Ohio has lost ten of thousands of jobs during Bush's administration, imperiling his chances in a state he won by less than 4 percentage points in 2000.
Youngstown, once bustling with steel mills, has lost half its population since 1960, and had an unemployment rate in April of 13.3 percent -- fourth highest of any city or county in Ohio. Ohio suffered the nation's third-highest jobs losses for the year ending on April 30, but added 4,300 jobs in April.
Bush was on the ground for about two hours during his 17th presidential visit to Ohio, and departed from his frequent practice of visiting heavily Republican areas: Al Gore got 61 percent of the vote in 2000 in Mahoning County, which includes Youngstown.
"If Bush is looking for votes in Youngstown, he needs a new driver," Ohio Democratic Chairman Denny White joked in a telephone interview. The city is in heavily Democratic northeastern Ohio, devastated by manufacturing job losses during Bush's term.
But Bush strategists believe that tepid support for Kerry may give them opportunities in such areas, and hope Bush can perform better by appealing through values issues to the blue-collar voters once known as Reagan Democrats.

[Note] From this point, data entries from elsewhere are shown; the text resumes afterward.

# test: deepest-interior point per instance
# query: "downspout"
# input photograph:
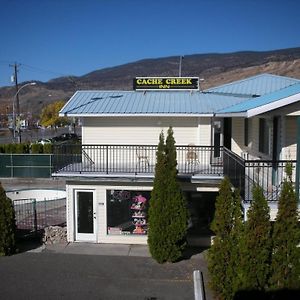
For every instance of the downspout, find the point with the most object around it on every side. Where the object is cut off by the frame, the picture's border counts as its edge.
(298, 159)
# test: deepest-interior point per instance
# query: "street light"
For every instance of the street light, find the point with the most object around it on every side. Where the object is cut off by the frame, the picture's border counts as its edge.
(14, 115)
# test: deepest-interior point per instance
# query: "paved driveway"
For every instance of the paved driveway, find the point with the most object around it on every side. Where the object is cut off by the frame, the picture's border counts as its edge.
(70, 276)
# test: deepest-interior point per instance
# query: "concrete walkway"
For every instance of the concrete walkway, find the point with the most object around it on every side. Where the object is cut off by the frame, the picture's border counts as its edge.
(97, 249)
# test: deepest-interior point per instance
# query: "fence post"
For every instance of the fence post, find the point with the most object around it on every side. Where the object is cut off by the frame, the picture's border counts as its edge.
(198, 285)
(106, 159)
(11, 166)
(35, 217)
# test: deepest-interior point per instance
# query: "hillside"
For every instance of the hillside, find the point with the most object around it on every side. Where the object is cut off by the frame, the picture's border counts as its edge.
(214, 68)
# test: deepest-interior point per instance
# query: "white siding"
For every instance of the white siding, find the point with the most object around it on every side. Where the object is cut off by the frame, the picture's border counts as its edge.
(290, 138)
(204, 132)
(138, 130)
(101, 216)
(237, 141)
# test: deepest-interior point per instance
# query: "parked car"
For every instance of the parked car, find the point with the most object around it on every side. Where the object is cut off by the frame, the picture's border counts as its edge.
(65, 137)
(43, 141)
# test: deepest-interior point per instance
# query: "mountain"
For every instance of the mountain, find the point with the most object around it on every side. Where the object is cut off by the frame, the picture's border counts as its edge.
(214, 68)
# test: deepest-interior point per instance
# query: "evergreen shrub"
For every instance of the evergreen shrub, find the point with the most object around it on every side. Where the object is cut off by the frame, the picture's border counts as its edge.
(168, 214)
(7, 225)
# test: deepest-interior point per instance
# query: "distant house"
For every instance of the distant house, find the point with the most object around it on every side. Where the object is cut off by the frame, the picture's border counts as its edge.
(246, 130)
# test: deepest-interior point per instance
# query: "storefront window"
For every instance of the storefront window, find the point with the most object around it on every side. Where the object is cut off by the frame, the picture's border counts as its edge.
(127, 212)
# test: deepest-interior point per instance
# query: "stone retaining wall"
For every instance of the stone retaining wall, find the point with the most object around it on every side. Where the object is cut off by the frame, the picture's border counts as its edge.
(55, 235)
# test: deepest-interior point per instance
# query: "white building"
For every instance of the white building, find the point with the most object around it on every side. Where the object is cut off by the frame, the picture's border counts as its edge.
(246, 130)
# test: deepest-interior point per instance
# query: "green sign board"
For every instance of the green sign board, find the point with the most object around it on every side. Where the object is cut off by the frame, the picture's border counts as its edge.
(166, 83)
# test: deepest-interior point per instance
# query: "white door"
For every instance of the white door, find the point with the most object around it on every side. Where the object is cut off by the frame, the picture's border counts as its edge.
(85, 216)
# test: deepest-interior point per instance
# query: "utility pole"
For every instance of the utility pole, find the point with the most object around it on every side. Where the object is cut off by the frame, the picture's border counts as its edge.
(180, 63)
(15, 77)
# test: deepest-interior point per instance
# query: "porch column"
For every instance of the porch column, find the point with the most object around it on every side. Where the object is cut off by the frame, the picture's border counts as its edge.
(298, 158)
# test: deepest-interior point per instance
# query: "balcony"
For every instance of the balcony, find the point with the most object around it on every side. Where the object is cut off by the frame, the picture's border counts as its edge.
(138, 160)
(193, 162)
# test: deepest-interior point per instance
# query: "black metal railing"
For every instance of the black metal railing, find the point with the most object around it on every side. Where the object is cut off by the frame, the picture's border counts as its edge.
(137, 159)
(269, 175)
(191, 160)
(32, 216)
(245, 174)
(234, 169)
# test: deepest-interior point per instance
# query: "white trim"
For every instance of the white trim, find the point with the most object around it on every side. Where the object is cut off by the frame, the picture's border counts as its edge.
(86, 237)
(231, 114)
(97, 115)
(273, 105)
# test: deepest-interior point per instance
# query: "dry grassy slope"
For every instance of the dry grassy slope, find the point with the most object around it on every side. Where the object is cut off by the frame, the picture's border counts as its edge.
(285, 68)
(33, 99)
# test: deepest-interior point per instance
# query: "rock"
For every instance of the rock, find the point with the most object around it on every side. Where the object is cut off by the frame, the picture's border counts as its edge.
(55, 235)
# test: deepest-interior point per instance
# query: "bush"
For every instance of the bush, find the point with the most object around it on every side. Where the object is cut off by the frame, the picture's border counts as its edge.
(47, 148)
(224, 255)
(256, 245)
(286, 239)
(7, 224)
(36, 148)
(168, 210)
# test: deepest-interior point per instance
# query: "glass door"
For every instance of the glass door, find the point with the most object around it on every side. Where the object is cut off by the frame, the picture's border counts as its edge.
(85, 216)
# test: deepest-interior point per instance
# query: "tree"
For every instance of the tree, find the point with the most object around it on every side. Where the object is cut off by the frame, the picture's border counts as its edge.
(223, 256)
(256, 246)
(168, 210)
(7, 225)
(286, 239)
(50, 117)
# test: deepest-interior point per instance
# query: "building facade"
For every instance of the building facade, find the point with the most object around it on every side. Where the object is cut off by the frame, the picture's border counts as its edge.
(246, 130)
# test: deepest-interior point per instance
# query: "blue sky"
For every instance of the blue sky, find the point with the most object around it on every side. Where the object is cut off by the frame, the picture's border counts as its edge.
(52, 38)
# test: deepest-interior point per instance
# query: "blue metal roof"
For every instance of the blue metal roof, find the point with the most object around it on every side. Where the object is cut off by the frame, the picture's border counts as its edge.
(255, 86)
(89, 103)
(263, 100)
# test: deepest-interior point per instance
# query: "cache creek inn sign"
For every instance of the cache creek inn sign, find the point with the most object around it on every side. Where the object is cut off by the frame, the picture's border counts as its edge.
(166, 83)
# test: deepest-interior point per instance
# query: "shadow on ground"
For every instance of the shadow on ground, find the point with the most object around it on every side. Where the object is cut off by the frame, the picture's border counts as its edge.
(28, 243)
(283, 294)
(191, 251)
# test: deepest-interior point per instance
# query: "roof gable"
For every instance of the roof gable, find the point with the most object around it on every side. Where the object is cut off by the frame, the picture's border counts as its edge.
(132, 103)
(254, 86)
(270, 101)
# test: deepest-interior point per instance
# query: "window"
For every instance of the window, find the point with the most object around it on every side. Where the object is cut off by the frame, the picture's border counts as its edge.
(246, 130)
(264, 136)
(127, 212)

On the day after his prime-time address on the future of Iraq, Bush was speaking at Youngstown State University on a stage set built by the White House, with a backdrop made to look like a giant prescription slip with "Strengthening Healthcare" emblazoned behind the president. The focus was his administration's increase in the number and funding of community health centers, which provide limited services to a limited number of uninsured people.
"They treat bicycle injuries?" Bush said, to laughter and applause, joking about his weekend spill from a bicycle. "I was wearing my helmet, I want you to know."

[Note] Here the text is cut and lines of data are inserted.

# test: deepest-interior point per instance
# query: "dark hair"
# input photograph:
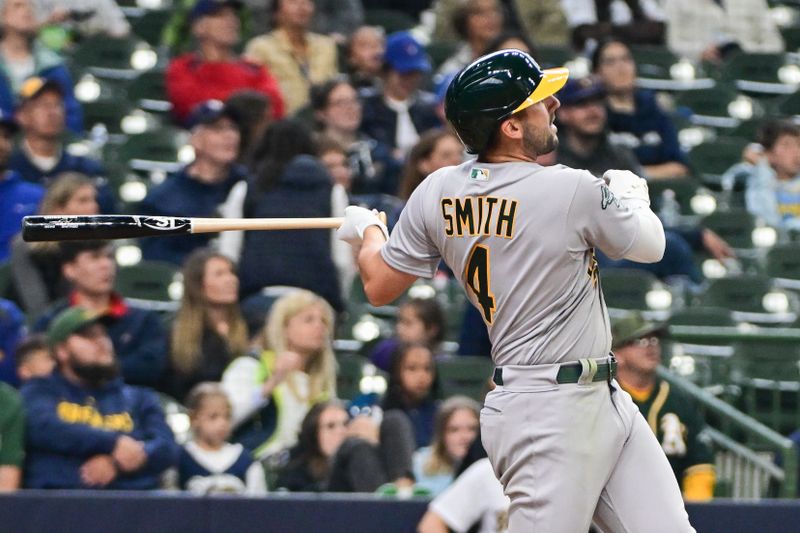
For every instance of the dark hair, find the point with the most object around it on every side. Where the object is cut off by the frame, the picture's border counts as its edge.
(283, 141)
(772, 130)
(494, 44)
(71, 249)
(396, 397)
(28, 346)
(412, 177)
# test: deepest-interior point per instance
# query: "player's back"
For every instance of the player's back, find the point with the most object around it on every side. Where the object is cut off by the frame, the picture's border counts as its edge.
(519, 238)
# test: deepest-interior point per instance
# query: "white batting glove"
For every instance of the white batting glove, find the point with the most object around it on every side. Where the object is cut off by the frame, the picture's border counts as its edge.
(356, 221)
(627, 186)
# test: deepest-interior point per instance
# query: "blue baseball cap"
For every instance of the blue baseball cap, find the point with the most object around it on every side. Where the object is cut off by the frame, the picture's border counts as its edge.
(405, 54)
(581, 90)
(209, 112)
(209, 7)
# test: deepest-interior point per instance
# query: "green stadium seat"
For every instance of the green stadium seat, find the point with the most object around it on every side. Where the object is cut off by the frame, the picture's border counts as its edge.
(464, 375)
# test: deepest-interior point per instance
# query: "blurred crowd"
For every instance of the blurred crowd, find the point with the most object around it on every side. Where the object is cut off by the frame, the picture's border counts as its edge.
(298, 108)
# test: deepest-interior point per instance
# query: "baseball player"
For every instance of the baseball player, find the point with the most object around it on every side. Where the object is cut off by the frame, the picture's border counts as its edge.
(565, 442)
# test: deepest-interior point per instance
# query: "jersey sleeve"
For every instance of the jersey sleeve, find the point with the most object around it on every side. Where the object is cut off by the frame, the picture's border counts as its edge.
(595, 218)
(410, 248)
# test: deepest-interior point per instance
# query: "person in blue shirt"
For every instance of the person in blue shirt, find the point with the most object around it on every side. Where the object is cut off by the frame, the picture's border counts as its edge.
(41, 154)
(634, 115)
(85, 427)
(198, 189)
(17, 197)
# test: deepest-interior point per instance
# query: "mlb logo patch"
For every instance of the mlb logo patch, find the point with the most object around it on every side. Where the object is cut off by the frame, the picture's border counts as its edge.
(479, 174)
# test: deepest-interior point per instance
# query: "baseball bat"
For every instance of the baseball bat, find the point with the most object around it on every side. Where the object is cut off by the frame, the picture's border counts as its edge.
(67, 228)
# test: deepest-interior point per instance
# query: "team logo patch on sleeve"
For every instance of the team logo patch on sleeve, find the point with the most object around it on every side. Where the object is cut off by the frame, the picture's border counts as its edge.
(479, 174)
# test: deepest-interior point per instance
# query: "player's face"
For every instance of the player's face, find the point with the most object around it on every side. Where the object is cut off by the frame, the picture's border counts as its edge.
(92, 272)
(642, 355)
(332, 430)
(416, 372)
(220, 283)
(540, 135)
(460, 431)
(211, 423)
(784, 156)
(307, 332)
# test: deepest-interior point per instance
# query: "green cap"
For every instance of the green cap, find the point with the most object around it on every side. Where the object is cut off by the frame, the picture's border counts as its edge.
(69, 321)
(631, 326)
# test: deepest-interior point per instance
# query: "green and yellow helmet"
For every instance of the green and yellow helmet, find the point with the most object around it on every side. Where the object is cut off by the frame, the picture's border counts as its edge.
(493, 88)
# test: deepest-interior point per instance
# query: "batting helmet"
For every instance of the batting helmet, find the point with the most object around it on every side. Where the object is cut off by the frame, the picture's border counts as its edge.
(493, 88)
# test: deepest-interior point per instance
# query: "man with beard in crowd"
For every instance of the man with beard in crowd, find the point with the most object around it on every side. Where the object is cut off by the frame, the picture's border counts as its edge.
(85, 427)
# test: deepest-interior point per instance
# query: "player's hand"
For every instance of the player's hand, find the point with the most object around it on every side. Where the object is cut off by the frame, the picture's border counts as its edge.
(98, 471)
(627, 186)
(129, 454)
(356, 221)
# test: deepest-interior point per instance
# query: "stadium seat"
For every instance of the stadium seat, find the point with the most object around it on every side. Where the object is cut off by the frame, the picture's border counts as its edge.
(466, 375)
(148, 284)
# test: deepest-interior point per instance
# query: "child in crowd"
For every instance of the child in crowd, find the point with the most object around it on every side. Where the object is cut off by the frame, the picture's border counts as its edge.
(208, 463)
(456, 427)
(33, 358)
(413, 389)
(419, 320)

Bush did not mention the economy or the jobs picture, for the nation or the state, although he noted Youngstown's jobs woes during a March visit to Cleveland. He said in a radio address three days later that "in cities like Youngstown and Cleveland, many workers are concerned about their future, about their benefits, and about the opportunities their children will have."

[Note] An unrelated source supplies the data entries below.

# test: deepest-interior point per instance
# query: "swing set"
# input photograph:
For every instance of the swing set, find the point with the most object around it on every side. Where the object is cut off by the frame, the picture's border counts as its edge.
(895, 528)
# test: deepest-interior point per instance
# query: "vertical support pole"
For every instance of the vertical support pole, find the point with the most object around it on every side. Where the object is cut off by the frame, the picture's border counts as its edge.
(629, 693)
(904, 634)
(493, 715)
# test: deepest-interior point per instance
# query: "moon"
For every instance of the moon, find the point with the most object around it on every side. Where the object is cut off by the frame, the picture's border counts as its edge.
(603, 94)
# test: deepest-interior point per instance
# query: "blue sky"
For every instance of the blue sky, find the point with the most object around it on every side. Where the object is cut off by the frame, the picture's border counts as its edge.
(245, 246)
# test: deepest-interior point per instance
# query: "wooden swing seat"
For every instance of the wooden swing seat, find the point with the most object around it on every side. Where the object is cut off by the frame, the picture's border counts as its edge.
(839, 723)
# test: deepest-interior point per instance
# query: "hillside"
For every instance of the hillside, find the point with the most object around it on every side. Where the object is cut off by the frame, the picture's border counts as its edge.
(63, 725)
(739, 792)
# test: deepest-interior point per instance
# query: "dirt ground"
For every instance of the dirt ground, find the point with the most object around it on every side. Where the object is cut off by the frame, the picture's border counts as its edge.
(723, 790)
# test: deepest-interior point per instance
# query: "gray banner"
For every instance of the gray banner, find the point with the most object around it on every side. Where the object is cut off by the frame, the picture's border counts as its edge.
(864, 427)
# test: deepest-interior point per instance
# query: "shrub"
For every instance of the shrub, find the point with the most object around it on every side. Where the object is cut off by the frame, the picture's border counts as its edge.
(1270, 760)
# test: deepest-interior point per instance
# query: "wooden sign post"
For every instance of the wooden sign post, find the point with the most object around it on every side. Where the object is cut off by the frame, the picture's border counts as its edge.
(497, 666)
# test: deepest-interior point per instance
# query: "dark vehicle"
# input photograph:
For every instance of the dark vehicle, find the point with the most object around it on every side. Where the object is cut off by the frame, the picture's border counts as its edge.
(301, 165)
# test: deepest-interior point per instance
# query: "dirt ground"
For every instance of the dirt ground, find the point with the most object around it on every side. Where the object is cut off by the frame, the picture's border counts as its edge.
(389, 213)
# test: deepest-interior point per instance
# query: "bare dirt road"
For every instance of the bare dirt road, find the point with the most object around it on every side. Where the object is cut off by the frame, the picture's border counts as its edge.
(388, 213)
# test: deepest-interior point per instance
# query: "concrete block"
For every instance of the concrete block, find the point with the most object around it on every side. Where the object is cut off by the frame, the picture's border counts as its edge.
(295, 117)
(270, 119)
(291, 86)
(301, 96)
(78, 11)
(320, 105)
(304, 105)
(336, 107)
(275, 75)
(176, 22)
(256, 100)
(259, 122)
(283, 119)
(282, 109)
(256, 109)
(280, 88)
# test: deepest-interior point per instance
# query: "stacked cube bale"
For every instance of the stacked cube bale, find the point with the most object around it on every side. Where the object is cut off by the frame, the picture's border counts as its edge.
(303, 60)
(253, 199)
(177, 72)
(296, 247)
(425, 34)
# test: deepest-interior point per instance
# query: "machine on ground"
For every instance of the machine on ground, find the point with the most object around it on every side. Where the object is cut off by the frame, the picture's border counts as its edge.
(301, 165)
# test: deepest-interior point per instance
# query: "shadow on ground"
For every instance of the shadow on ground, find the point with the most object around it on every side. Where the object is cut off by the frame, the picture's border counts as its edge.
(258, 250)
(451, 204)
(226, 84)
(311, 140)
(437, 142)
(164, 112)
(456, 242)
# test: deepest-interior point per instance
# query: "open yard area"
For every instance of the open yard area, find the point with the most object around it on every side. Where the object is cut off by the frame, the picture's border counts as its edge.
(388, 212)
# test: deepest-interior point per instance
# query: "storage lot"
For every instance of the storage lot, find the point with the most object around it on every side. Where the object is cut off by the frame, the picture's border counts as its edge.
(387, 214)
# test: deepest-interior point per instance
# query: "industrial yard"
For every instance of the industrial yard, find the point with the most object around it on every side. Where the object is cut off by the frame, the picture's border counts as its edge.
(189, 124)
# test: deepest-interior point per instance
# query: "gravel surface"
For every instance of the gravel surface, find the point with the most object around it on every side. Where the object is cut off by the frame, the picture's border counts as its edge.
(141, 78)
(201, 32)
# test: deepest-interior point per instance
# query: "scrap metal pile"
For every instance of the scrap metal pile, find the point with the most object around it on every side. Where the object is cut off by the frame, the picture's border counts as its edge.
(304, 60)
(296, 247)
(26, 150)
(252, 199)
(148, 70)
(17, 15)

The event was an official visit, not a campaign trip, but the tickets were tightly controlled and local labor leaders said they had been unable to obtain a seat. Bush was sent off with a chant of "Four More Years."
Bush-Cheney campaign officials scoffed at the notion that they were getting their travel ideas from Kerry, and pointed out that presidential travel is planned, though rarely announced, long in advance. The campaign also cited instances in which Kerry and his aides appeared to echo their rhetoric, and noted that Kerry had said during a February interview with the New York Times, "We'll countermessage as we go through this."
Bush-Cheney spokesman Reed Dickens told the St. Petersburg Times in February that Kerry's "rhetoric and his record don't match." The Kerry campaign issued a news release two weeks later with the headline, "Kerry Says Bush Rhetoric at Odds with His Record."